Welt am Sonntag gazetesinin 25 kentteki vatandaşlık başvurularına dair verileri toplayarak hazırladığı habere göre, iki yılda yapılan başvurular yüzde 50 arttı. Bu durum, ilginin yoğun olduğu belediyelerde başvuranların Alman vatandaşlığına geçmek için bir yıla yakın beklemesi anlamına geliyor.
İlgili habere göre 2022’de Alman vatandaşlığına geçiş için 81 bin 7 başvuruda bulunuldu. 2024 yılında ise henüz ilk on ayda bu sayı 122 bin 882 oldu.
Berlin Eyaleti Göç Dairesi, vatandaşlığa geçişi kolaylaştıran reformun yürürlüğe girmesinden itibaren son aylarda başvuruların farkedilir biçimde arttığını duyurdu. Daire, son haftalarda her gün ortalama 104 yeni başvuru yapıldığını, bunun da sorumlu kurumlar için üstesinden gelinmesi zorlu bir hal aldığını bildirdi.
20 kentte 217 bin başvuru işlemi bekliyor
Welt am Sonntag’ın haberinde, Alman vatandaşı olmak üzere yapılan başvuruların sadece 20 kentte 217 bini aştığı, sorumlu dairelerin bunları işleme koymaya yetişemekte zorlandığı aktarılıyor. Başvuran yabancıların Alman kimliği almak için kimi bölgelerde yaklaşık bir yıl beklemek zorunda kaldığı da yine söz konusu haberde yer alıyor.
Birçok kentte vatandaş olmak için yapılan başvurudan itibaren işlemlerin 18 ay sürdüğü, kimi bölgelerde ise bunun daha da uzun zaman aldığı kaydediliyor.
Frankfurt’ta sekiz ay başvuru yapmak üzere randevu beklendiği, 14 ay da işlemlerin başlaması için zaman gerektiği aktarılırken, Bremen’de bu sürenin en az 21 ay olduğu kaydediliyor. En uzun bekleme süresinin ise Leipzig’de olduğu, burada basvurunun yapılması için bekleme süresinin 50 aya kadar uzayabildiği belirtiliyor.
Uzun bekleme süreleri sorunlu
Uzun bekleme süreleri ise hukuki açıdan sorunlu. Dresden Yabancılar Dairesi, İdare Mahkemesi Yönetmeliği’ne göre vatandaşın başvuru talebine en geç üç ay zarfında cevap verilmesi gerekmekte. Bu sürede eksik belge varsa onun tamamlanması, belirsiz bir durum söz konusuysa da onun netleştirilmesi için bildirim yapılması ve vatandaşlık şartlarının yerine gelmediğine kanaat getiriliyorsa bunun iletilip dosyanın kapanması gerektiği belirtiliyor.
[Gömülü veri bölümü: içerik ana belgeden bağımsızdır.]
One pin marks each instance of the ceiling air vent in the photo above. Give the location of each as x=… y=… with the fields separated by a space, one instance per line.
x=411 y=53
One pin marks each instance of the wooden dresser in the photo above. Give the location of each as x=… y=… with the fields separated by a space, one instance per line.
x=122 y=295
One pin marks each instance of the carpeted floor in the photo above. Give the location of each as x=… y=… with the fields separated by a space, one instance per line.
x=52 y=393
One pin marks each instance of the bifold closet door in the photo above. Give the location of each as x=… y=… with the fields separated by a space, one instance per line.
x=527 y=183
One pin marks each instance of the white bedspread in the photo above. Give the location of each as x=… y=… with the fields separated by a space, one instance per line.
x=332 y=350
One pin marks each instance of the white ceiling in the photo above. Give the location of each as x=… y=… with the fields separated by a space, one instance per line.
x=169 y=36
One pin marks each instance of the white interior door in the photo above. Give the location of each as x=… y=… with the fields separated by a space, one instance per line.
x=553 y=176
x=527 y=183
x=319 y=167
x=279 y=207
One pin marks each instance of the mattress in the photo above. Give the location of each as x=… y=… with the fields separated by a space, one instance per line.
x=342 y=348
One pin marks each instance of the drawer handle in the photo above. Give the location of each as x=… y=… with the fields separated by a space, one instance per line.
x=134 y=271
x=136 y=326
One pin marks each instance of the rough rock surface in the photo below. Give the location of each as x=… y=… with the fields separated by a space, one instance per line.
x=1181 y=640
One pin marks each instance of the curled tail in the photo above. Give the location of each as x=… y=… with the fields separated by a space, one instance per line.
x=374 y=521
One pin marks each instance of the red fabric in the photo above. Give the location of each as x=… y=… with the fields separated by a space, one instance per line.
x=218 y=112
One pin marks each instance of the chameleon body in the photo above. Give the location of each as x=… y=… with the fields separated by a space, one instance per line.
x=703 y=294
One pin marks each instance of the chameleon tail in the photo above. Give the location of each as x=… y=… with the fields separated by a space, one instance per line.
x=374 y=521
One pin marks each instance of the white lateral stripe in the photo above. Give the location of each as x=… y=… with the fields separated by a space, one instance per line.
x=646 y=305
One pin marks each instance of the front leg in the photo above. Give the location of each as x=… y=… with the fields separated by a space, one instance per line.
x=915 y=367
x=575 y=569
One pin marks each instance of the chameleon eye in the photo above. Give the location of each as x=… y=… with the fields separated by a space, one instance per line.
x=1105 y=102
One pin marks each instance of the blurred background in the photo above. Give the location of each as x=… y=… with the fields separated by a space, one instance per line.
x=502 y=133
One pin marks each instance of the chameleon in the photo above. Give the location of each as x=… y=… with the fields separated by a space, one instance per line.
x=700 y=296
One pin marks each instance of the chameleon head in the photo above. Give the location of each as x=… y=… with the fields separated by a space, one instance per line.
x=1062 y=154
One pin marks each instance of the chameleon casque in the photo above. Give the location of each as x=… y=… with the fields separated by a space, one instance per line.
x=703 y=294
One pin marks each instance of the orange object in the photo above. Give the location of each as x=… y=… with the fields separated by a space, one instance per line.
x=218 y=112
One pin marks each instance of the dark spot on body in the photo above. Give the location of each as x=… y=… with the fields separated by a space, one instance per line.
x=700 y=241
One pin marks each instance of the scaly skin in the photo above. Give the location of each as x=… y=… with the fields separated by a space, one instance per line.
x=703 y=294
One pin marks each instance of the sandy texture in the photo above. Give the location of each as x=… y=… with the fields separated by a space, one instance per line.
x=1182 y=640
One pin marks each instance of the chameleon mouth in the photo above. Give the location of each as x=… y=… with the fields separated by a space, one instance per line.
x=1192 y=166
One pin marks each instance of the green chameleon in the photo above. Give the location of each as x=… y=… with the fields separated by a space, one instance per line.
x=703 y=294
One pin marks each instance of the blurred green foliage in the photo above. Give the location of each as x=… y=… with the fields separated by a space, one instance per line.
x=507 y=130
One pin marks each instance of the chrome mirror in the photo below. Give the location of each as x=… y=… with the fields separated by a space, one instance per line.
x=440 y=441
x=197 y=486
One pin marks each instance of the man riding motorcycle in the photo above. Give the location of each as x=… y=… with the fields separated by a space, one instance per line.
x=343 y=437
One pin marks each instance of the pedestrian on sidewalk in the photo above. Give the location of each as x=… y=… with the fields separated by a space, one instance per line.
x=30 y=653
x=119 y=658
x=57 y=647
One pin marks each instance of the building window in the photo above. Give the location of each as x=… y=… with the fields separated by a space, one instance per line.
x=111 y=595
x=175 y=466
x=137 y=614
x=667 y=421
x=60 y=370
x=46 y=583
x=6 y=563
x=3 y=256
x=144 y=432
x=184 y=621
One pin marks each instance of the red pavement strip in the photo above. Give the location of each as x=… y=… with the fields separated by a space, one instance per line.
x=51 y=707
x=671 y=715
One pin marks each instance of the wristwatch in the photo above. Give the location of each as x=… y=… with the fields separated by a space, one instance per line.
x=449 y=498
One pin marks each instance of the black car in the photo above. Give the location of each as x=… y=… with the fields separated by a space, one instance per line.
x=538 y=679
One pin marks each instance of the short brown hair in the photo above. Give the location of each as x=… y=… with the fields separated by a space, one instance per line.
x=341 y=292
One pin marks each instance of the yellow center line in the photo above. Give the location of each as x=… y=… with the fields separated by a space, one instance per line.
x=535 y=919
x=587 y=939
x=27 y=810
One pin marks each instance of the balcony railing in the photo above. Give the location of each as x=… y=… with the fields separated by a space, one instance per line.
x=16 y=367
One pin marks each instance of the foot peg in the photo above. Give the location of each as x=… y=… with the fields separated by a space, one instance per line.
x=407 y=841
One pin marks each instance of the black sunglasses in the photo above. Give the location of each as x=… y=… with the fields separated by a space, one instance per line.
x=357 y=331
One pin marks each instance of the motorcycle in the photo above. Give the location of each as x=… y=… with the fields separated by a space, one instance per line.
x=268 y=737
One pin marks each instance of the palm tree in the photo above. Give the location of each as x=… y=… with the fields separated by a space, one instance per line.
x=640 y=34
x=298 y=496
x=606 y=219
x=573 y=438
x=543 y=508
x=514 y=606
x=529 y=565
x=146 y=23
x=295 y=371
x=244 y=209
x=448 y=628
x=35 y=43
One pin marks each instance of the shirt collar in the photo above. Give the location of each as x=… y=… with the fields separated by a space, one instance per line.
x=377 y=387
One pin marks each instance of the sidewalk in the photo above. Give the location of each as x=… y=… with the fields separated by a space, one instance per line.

Sürecin böyle işlememesi halinde vatandaşlık başvurusunda bulunan kişiler, yönetmeliğe göre konuyu mahkemelere taşıyıp hakkını arayabilir. Alman hükümetine danışmanlık yapan uzmanlardan oluşan, Almanya Uyum ve Göç Bilirkişi Konseyi Başkanı Prof. Dr. Hans Vorländer, vatandaşlık işlemlerinden sorumlu bazı yerel dairelerin, gecikmelerden doğması muhtemel hukuki ve maddi yükü hesaba katarak baştan vatandaşlık başvuruları almayı geciktirdiklerini, böylece sürecin mahkemeye intikal etmesini engellemeyi denediklerine işaret ederek eleştiriyor.
Uzman Vorländer, vatandaşlık reformunda gecikmelere yol açacak başka maddeler bulunğunu da hatırlatıyor ve “hür demokratik Anayasa’ya inanç” tanımının kapsamının genişletildiğini, vatandaşlığa başvuran bir kişinin buna inancının kontrol edilmesi ve değerlendirilmesi süreçlerinin de olduğunu hatırlatıyor. Vorländer, buradaki kimi kavramların oldukça sorunlu olabileceğine işaret edip, buna dayandırılarak vatandaşlığı reddedilenlerin de dava açabileceğinden, gecikmeler dışında bu tür konuların da vatandaşlık bağlamında hukuki sorunları beraberinde getireceğini ifade ediyor.
Almanya’da, Hamas-İsrail savaşının başlamasından bu yana bazı göçmen kökenlilerin İsrail karşıtı Yahudi düşmanı talepleri dile getirmesi ve bu yönlü gösterilere katılması nedeniyle vatandaşlığa geçişte talep edilen hür demokratik anayasa bağlılığın kapsamı genişletilmişti.